Local folks tell me that Ipswich Pine stain, a color offered by Minwax and Varathane originated in Ipswich with Carman Woodworking as far back as the early 1800’s. Their shop was behind the Laughing Lion gift shop on Essex Road, which is now the location of the Clam House. The Laughing Lion specialized in American pine reproductions.
Most of the pine trees in colonial America (Northeast U.S.) are Eastern white pine (Pinus Strobus), a quick-growing and easily workable lumber that was used in much early construction, along with American Chestnut.
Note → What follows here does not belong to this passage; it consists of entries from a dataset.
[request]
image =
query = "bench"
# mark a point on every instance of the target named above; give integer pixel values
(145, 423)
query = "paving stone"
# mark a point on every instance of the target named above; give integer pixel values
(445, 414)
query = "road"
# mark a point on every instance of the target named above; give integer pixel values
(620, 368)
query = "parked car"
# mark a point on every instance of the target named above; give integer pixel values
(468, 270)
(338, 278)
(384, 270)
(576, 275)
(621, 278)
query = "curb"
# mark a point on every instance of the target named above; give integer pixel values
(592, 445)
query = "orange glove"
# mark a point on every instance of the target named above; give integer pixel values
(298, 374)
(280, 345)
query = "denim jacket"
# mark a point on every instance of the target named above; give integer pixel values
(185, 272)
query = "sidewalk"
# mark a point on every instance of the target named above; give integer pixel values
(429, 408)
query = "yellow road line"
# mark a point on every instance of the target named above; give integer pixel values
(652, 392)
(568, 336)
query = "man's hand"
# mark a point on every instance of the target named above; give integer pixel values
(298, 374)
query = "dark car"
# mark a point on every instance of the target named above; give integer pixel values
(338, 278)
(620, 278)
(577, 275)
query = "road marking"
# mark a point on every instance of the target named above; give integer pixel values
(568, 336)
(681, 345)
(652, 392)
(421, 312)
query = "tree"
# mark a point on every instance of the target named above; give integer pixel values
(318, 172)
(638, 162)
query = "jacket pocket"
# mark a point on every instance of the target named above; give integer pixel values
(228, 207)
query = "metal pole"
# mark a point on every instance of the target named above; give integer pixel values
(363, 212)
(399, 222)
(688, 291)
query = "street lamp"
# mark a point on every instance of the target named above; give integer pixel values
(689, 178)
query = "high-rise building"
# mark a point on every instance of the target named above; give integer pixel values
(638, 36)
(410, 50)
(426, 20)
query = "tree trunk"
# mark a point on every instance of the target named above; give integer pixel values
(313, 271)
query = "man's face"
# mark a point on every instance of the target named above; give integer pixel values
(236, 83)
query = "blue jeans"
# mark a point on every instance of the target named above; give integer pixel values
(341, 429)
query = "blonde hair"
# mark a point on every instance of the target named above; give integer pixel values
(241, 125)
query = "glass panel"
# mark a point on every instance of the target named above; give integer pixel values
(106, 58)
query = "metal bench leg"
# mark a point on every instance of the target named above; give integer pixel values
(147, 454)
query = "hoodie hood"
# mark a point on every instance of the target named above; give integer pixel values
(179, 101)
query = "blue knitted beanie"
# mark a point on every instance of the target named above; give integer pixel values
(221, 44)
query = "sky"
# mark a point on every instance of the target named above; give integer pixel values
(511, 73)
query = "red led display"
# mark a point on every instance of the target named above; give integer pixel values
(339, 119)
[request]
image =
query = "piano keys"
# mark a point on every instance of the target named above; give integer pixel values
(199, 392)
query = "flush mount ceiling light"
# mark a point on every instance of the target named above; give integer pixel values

Freshly cut white pine is creamy white but aged lumber can acquire a golden or reddish tone and is sometimes called “pumpkin pine.”
Other genus of pine are rare in the Northeast, but Pitch pine (Pinus Rigida) dominates the pine barrens found in southeastern Massachusetts and New Jersey.
Castle Neck in Ipswich MA has one of the largest stands of pitch pine on the Massachusetts North Shore. The coarse knotty wood of these trees contains a large amount of resin (pine tar) that was used for pitch.
The earliest settlers often lighted their houses, by burning thin strips of the pitch pine trees. It is thought that this is the source of the name of Candlewood Road. The wood was used primarily for ship building and railroad ties because the high resin content preserves it from decay. The reddish-colored boards show above are restored antique pitch pine flooring.